Cette stratégie a pour but probable d’éviter des banqueroutes publiques. En effet, si les dettes publiques se gonflaient non seulement du fait de l’excès des dépenses ordinaires sur les recettes fiscales, mais encore en raison d’intérêts conséquents calculés sur des sommes colossales, elles atteindraient plus vite des niveaux que les établissements financiers – à l’exception du Japon, la dette souveraine des États développés n’est quasiment pas détenue directement par les particuliers – jugeraient inquiétants. Et le jour où les États ne trouveront plus de prêteurs, le drame grec s’étendra à la plupart des pays développés. Le monde n’est pas passé loin de cette issue fatale : l’Espagne, le Portugal, l’Italie, et même la France, ont suscité des peurs considérables, ce qui a déterminé la BCE à intervenir aussi massivement que la Fed l’avait fait après l’explosion des subprimes.
Reste à savoir pourquoi des emprunts à taux négatifs trouvent preneurs. Si l’on en reste à la statique, c’est incompréhensible. Mais la dynamique explique cela. Il en va des finances comme du vélo : impossible de se tenir en équilibre sur une bicyclette à l’arrêt ; mais en la faisant rouler, cela devient un jeu d’enfant. Les banques centrales ont compris que le mouvement de baisse des taux suffisait à faire souscrire les emprunts : quand les taux atteignent – 1%, des obligations à – 0,75 % sont intéressantes : elles se négocient donc au-dessus du pair (leur valeur faciale). Si bien que les obligations à – 1 % trouvent preneurs auprès des institutions financières qui anticipent une descente à - 1,25 %. Et ainsi de suite.
Jusqu’à quand ce petit jeu spéculatif peut-il durer ? Pas éternellement, car une décroissance des taux jusqu’à – 100 % est impensable. La stratégie adoptée par nos banques centrales devra donc un jour prendre fin. Ce jour-là, le jour où les anticipations relatives aux taux d’intérêt s’inverseront, il se produira un gigantesque remue-ménage monétaire et financier. D’énormes baudruches financières se dégonfleront, des faillites se produiront en série.

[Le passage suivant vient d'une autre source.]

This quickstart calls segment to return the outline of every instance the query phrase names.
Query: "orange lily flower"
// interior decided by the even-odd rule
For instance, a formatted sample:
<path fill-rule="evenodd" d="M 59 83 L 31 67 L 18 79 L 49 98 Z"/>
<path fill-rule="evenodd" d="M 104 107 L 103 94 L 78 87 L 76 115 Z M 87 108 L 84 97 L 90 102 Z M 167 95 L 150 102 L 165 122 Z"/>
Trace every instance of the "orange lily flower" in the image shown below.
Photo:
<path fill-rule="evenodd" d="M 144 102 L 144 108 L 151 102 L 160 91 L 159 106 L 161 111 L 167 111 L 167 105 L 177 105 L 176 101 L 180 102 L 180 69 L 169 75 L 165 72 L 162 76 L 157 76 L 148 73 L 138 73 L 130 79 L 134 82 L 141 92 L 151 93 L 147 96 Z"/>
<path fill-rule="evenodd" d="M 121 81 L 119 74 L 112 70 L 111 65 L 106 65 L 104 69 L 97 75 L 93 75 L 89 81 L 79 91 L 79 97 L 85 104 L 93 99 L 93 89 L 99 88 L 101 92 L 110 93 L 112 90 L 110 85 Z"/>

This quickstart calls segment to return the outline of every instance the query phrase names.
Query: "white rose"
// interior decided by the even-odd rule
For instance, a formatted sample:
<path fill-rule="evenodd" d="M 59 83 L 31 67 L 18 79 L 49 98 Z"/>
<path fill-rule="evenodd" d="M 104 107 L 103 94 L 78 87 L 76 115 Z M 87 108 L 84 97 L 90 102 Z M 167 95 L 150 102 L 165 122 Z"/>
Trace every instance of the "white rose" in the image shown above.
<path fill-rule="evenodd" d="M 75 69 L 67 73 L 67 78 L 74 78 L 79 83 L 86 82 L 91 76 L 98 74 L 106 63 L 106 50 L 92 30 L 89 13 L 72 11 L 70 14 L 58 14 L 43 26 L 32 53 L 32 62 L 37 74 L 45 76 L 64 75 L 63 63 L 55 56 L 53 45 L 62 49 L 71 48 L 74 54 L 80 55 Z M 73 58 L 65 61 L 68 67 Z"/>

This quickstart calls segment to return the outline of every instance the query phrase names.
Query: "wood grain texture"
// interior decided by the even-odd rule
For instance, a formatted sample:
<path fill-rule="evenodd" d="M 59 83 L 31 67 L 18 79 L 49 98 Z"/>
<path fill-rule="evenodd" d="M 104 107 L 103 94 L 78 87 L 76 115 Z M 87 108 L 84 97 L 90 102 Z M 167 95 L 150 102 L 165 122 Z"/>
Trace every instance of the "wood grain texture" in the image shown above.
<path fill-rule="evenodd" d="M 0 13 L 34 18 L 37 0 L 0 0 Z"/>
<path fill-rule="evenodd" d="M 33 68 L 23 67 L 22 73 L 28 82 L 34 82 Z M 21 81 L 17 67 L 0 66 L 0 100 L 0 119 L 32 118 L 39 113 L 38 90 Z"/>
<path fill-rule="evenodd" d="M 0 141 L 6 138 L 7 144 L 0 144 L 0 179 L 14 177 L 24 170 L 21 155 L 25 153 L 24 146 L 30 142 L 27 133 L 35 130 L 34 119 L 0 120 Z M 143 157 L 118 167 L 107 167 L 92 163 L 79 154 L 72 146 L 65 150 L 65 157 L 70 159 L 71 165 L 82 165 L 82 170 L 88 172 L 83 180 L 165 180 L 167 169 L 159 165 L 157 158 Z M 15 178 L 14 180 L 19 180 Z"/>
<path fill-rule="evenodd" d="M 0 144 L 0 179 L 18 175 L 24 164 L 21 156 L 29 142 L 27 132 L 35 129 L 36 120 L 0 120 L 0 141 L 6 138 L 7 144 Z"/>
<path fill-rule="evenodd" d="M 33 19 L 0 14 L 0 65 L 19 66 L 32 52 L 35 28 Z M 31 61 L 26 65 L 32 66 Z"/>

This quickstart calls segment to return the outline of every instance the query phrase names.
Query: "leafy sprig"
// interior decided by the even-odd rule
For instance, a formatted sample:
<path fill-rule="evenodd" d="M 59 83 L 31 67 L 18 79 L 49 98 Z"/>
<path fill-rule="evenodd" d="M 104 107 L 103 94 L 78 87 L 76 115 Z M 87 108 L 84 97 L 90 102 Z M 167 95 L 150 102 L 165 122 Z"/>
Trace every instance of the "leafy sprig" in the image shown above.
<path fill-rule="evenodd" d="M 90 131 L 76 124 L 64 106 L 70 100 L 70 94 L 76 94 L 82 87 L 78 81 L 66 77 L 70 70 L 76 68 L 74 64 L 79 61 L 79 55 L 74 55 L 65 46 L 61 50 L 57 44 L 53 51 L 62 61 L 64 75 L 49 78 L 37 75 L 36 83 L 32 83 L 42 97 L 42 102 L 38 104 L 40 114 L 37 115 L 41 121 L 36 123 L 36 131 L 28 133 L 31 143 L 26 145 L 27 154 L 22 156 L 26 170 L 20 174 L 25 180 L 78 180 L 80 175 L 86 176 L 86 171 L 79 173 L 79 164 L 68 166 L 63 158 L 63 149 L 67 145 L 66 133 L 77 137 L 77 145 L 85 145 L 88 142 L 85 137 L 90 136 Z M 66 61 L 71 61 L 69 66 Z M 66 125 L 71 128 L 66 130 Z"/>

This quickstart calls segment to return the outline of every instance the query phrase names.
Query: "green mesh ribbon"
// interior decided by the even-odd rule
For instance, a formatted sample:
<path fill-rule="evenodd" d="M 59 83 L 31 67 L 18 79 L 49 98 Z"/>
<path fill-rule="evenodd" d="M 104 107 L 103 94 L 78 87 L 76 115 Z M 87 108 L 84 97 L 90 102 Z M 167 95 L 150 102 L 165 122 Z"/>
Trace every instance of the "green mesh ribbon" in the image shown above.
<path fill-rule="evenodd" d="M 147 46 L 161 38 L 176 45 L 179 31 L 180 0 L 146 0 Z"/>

Pour éviter le pire, à savoir l’anéantissement de notre système monétaire et financier, mieux vaudrait que le jour où l’on s’apercevra que le roi est nu ne tarde pas trop. Mieux vaudrait par exemple que quelques dirigeants de grandes banques centrales décident prochainement d’entreprendre ce que Janet Yellen, la présidente de la Fed, a timidement amorcé : une remontée des taux d’intérêt. Un remède de cheval vaut mieux qu’un cataclysme.
L’idée initiale des responsables de banques centrales était probablement que les États finiraient par devenir raisonnables, réduiraient leurs déficits puis dégageraient un petit excédent budgétaire. Malheureusement, l’Allemagne est le seul pays important qui ait eu ce comportement vertueux. La plupart des gouvernements, à commencer par le nôtre, profitent benoitement du sursis qui leur a été accordé. Pourquoi faire des efforts alors qu’on peut s’endetter pour presque rien, voire même en en tirant profit ? « Demain sera un autre jour ». Cette attitude des dirigeants politiques risque hélas de conduire les banques centrales à ne pas faire machine arrière avant la catastrophe.
La hausse actuelle des cours de l’or tient probablement au fait que cette analyse est partagée par un certain nombre d’investisseurs. Quand les nuages noirs s’accumulent à l’horizon, il n’y a pas besoin d’être météorologiste de métier pour chercher un toit où se mettre à l’abri.
Mieux vaudrait que les dirigeants des banques centrales fassent éclater l’orage rapidement, en revenant aux taux d’intérêt positifs. S’ils le font en 2016, ce sera seulement un très mauvais quart d’heure à passer. Tandis que s’ils attendent 2020, il se produira un cataclysme planétaire.